My goal is to copy both the vectors in "one go" to the vector pair. i.e., without using a loop. Am not sure whether that's even possible.
Is there a better way of achieving this without compromising the performance?
You have clarified that the arrays will always be of equal size. That's a prerequisite condition.
So, your situation is as follows. You have vector A over here, and vector B over there. You have no guarantees whether the actual memory that vector A uses and the actual memory that vector B uses are next to each other. They could be anywhere.
Now you're combining the two vectors into a third vector, C. Again, no guarantees where vector C's memory is.
So, you have really very little to work with, in terms of optimizations. You have no additional guarantees whatsoever. This is pretty much fundamental: you have two chunks of bytes, and those two chunks need to be copied somewhere else. That's it. That's what has to be done, that's what it all comes down to, and there is no other way to get it done, other than doing exactly that.

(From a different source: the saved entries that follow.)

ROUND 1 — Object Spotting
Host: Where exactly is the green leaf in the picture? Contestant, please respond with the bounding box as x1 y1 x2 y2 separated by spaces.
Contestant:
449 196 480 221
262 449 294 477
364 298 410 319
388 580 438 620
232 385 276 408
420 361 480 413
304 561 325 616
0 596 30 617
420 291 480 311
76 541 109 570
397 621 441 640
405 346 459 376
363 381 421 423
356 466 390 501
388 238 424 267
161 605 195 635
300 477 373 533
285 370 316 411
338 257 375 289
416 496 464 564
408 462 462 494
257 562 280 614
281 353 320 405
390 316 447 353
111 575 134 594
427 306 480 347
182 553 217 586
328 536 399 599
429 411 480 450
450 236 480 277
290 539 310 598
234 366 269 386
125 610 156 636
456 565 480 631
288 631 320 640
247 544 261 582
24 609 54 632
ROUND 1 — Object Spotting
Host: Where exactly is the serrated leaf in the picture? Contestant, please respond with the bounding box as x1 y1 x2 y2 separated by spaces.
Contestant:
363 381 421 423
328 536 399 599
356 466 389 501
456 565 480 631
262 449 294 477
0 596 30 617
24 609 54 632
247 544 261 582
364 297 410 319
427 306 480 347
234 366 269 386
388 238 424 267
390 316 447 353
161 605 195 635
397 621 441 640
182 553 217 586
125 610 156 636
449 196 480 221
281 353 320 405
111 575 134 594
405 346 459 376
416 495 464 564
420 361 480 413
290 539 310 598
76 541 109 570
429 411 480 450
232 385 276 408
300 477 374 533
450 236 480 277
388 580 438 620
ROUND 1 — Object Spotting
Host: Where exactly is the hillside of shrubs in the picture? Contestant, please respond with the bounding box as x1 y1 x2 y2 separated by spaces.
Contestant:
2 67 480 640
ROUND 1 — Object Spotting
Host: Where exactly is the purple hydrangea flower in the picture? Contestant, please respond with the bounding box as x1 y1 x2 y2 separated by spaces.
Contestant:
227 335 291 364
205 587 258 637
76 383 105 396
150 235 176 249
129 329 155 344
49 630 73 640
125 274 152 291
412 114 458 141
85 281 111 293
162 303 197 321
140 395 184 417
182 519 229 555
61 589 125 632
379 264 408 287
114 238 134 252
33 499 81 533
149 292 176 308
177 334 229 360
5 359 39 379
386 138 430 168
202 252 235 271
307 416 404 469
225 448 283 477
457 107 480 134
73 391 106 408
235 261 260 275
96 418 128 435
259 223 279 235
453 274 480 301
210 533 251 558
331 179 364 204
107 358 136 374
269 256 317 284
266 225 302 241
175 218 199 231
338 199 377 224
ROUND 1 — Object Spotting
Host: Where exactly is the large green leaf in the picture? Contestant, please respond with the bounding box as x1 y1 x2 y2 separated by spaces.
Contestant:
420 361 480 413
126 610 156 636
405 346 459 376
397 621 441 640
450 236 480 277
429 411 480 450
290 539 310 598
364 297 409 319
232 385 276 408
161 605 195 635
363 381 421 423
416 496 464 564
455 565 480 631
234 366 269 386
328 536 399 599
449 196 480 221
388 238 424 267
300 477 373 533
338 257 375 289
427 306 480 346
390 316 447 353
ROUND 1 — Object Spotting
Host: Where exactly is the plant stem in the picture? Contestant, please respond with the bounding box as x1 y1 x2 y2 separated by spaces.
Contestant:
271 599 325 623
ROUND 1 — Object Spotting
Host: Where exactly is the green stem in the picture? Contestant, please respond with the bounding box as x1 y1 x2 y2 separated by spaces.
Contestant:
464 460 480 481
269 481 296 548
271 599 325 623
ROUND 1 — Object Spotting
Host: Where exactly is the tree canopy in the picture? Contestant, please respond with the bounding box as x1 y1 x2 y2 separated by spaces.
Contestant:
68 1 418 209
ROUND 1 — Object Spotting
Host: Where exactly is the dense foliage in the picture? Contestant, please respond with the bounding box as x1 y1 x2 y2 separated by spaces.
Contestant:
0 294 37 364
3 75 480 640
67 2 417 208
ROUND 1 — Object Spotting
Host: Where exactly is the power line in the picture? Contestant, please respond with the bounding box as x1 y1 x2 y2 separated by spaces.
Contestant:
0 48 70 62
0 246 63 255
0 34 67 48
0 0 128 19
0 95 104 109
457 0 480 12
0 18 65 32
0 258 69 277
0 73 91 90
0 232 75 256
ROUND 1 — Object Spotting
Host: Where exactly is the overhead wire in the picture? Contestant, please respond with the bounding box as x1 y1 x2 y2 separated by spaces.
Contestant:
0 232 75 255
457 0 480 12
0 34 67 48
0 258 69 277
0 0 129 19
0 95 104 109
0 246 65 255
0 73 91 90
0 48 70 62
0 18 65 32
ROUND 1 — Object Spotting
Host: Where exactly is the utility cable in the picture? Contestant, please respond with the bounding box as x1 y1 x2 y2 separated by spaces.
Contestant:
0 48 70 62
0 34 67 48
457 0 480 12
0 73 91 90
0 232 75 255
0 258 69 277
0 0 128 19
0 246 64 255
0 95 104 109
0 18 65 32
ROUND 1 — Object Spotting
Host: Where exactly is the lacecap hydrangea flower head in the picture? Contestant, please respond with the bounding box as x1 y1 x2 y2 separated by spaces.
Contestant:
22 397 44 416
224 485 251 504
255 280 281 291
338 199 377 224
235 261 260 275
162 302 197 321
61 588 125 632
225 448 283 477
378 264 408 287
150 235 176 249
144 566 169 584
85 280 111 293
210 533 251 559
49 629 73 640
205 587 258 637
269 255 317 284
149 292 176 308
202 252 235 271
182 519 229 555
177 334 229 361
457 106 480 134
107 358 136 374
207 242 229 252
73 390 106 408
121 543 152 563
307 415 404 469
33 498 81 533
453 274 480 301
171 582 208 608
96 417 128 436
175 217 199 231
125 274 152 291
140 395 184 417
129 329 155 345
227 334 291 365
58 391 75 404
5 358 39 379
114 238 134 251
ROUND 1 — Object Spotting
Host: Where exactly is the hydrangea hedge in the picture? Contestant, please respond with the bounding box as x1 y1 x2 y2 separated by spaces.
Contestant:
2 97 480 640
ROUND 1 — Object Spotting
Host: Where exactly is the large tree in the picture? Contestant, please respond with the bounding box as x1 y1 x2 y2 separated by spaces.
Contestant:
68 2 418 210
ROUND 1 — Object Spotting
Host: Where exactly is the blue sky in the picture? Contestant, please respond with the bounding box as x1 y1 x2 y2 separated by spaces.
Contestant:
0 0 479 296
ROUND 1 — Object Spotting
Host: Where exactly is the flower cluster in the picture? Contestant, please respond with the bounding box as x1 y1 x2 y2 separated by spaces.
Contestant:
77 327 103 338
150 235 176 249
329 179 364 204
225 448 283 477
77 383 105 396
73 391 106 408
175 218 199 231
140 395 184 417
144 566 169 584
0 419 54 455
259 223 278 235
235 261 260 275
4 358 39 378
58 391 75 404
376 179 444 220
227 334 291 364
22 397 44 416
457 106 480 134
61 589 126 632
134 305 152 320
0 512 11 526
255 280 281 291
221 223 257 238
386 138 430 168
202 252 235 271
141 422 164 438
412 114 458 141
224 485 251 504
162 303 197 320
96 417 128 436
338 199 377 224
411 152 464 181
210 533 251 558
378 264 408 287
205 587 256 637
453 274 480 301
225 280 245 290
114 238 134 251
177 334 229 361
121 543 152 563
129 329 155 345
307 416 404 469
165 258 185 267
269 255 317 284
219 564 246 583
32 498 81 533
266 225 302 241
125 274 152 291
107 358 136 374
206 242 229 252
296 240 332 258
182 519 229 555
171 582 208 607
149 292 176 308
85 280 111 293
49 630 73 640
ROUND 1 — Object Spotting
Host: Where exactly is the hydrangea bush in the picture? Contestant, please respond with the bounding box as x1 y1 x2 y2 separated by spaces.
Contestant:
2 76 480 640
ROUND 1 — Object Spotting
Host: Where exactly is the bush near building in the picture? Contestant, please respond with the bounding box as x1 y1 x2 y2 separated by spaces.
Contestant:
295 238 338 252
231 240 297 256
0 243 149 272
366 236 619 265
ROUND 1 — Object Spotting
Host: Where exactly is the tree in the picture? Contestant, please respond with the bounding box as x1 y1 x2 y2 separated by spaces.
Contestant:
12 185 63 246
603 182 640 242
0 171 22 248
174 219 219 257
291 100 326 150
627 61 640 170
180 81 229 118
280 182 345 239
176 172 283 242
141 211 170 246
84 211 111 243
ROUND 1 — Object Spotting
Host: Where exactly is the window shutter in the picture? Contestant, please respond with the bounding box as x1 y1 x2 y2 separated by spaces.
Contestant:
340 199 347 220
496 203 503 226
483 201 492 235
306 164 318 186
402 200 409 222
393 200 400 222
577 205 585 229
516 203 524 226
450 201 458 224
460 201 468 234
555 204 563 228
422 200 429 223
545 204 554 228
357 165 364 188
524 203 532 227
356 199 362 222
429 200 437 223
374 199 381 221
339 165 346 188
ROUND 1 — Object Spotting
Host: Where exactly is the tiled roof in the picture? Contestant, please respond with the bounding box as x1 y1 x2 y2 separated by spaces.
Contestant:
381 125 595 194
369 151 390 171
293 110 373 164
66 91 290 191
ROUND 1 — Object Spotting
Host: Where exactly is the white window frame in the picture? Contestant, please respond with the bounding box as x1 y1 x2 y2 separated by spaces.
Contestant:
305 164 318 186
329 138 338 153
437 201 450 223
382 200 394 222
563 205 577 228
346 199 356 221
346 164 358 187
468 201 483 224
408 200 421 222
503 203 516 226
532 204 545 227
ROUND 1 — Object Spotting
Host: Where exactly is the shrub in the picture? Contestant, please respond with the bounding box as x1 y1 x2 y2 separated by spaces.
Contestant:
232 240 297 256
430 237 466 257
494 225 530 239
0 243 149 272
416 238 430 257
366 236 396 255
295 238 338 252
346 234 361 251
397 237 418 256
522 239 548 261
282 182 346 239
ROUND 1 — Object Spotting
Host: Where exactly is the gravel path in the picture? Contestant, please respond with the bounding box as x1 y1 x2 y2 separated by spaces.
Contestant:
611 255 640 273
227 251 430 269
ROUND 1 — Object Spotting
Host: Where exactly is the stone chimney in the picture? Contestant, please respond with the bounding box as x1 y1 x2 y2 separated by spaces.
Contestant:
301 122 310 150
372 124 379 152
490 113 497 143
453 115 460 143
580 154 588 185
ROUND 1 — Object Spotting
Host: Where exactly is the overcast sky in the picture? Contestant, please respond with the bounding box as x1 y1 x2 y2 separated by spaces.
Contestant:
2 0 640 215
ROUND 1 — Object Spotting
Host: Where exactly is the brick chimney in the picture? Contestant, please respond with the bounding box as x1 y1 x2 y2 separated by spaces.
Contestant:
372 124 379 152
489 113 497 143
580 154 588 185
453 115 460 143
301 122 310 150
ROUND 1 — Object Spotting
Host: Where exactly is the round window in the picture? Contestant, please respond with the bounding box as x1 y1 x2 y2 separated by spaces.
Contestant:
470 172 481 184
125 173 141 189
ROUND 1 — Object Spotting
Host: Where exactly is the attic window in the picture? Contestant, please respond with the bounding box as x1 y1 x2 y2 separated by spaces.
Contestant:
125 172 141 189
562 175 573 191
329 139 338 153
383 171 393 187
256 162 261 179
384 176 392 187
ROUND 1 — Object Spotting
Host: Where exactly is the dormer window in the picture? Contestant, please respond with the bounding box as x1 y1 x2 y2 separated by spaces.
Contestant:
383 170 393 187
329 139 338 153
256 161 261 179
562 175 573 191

But there is one thing that can be done to make things a little bit faster. A vector will typically allocate memory for its values in incremental steps, reserving some extra space, initially, and as values get added to the vector, one by one, and eventually reach the vector's reserved size, the vector has to now grab a new larger block of memory, copy everything in the vector to the larger memory block, then delete the older block, and only then add the next value to the vector. Then the cycle begins again.
But you know, in advance, how many values you are about to add to the vector, so you simply instruct the vector to reserve() enough size in advance, so it doesn't have to repeatedly grow itself, as you add values to it. Before your existing for loop, simply:
pairVector.reserve(pairVector.size()+strVector.size());
Now, the for loop will proceed and insert new values into pairVector which is guaranteed to have enough space.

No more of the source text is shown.